I’ve read many exhilarating passages this month, and quite a few moments of serendipity, that is, moments when Wordsworth seemed to be commenting on the news of my day. For example, a journalist (I think it was Katharine Murphy in The Guardian) wrote about Prime Minister Scott Morrison’s pragmatism, saying that he responded to events rather than acting on principle. Shortly after reading that, I came on Wordsworth’s use of the same word – ‘events’ – when describing how he dealt with his disappointment with the French Revolution (Book Eleventh lines, 194–205):
____________________________But when events Brought less encouragement, and unto these The immediate proof of principles no more Could be entrusted, while the events themselves, Worn out in greatness, stripped of novelty, Less occupied the mind, and sentiments Could through my understanding's natural growth No longer keep their ground, by faith maintained Of inward consciousness, and hope that laid Her hand upon her object – evidence Safer, of universal application, such As could not be impeached, was sought elsewhere.
Sorry if that’s a bit dense. Basically, part of what it’s saying is that you’ve got a pretty feeble mind if events are your only guide to action: you need principles. He does go on to describe how for a time he became what we would call an ideologue. Opinions clung around his mind ‘as if they were its life, nay more, / The very being of the immortal soul’. Which speaks directly to a whole other part of current political debate (I’m looking at you, some parts of Twitter).
The subtitle of ‘The Prelude’ is ‘Growth of a Poet’s Mind’. Interestingly Wordsworth doesn’t mention the French mother of his child, or Mary Hutchinson, his wife and mother of four. He credits his sister Dorothy as a kind of muse and Samuel Taylor Coleridge as a beloved Friend: evidently sexual intimacy and married life weren’t crucial to his poetic development. His early encounters with nature in the Lake District, and later on his walking trip to the Alps and his climb of Mount Snowdon were crucial. His notion of ‘spots of time’, what later writers would call epiphanies, is wonderful, and it can’t be a coincidence that during the last couple of months, as I read 70 pages from this long poem each morning, I would often have tiny flashes of memory from my own early life: a particular guava tree, a walk along a beach, the sound of our old horse Jill galloping in the night …

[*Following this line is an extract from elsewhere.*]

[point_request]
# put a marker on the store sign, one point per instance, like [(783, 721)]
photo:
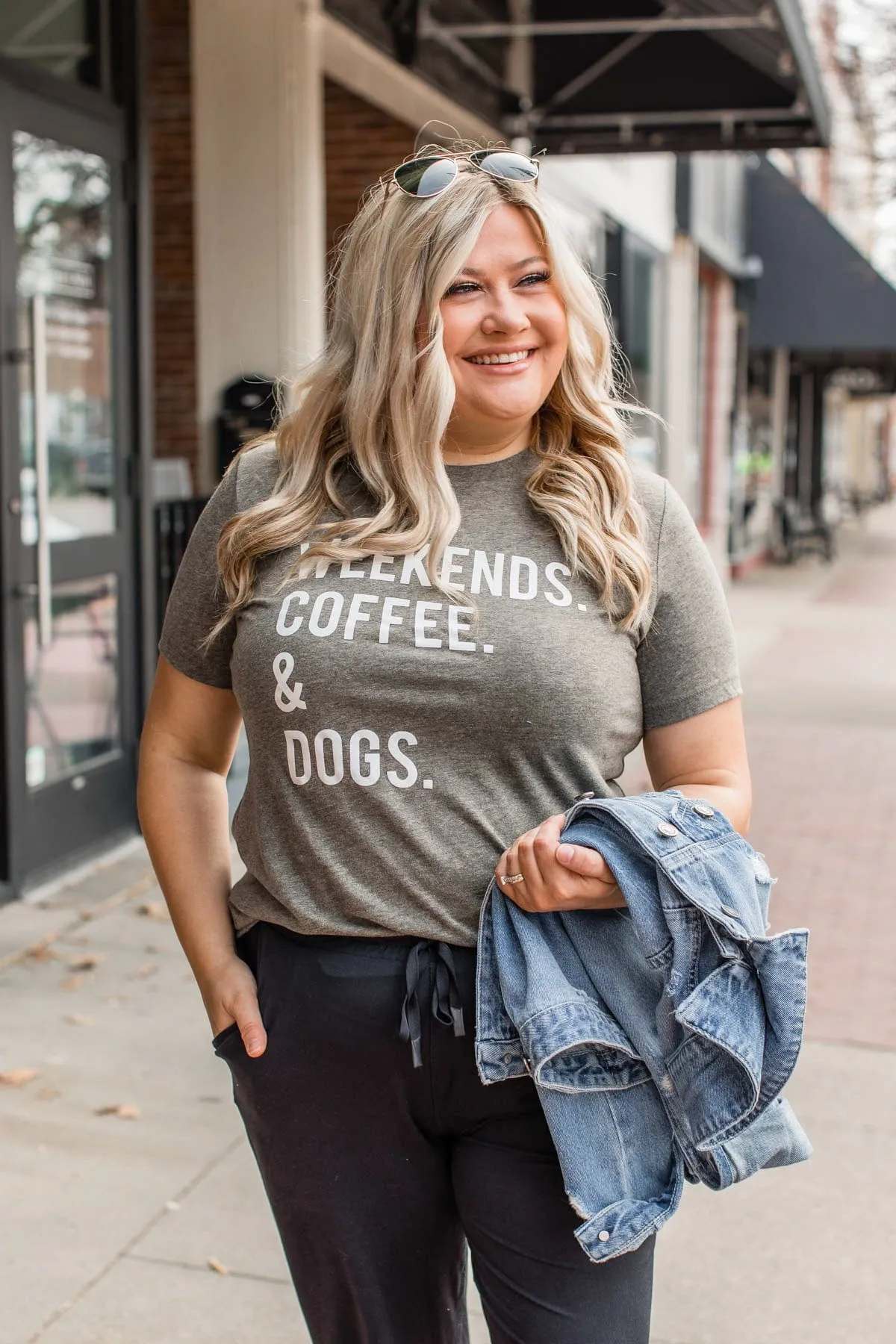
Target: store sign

Here’s how the poem ends, addressing to Coleridge his hope for what their poetry might achieve:
____________________________what we have loved, Others will love, and we will teach them how; Instruct them how the mind of man becomes A thousand times more beautiful than the earth On which he dwells, above this frame of things (Which, 'mid all revolution in the hopes And fears of men, doth still remain unchanged) In beauty exalted, as it is itself Of quality and fabric more divine.
I’m so glad I’ve now read this poem. The only thing I’ve read that’s remotely like it is John Henry Newman’s Apologia Pro Vita Sua, which I read in my late teens. I could feel ‘The Prelude’ trying to reawaken that impressionable youth.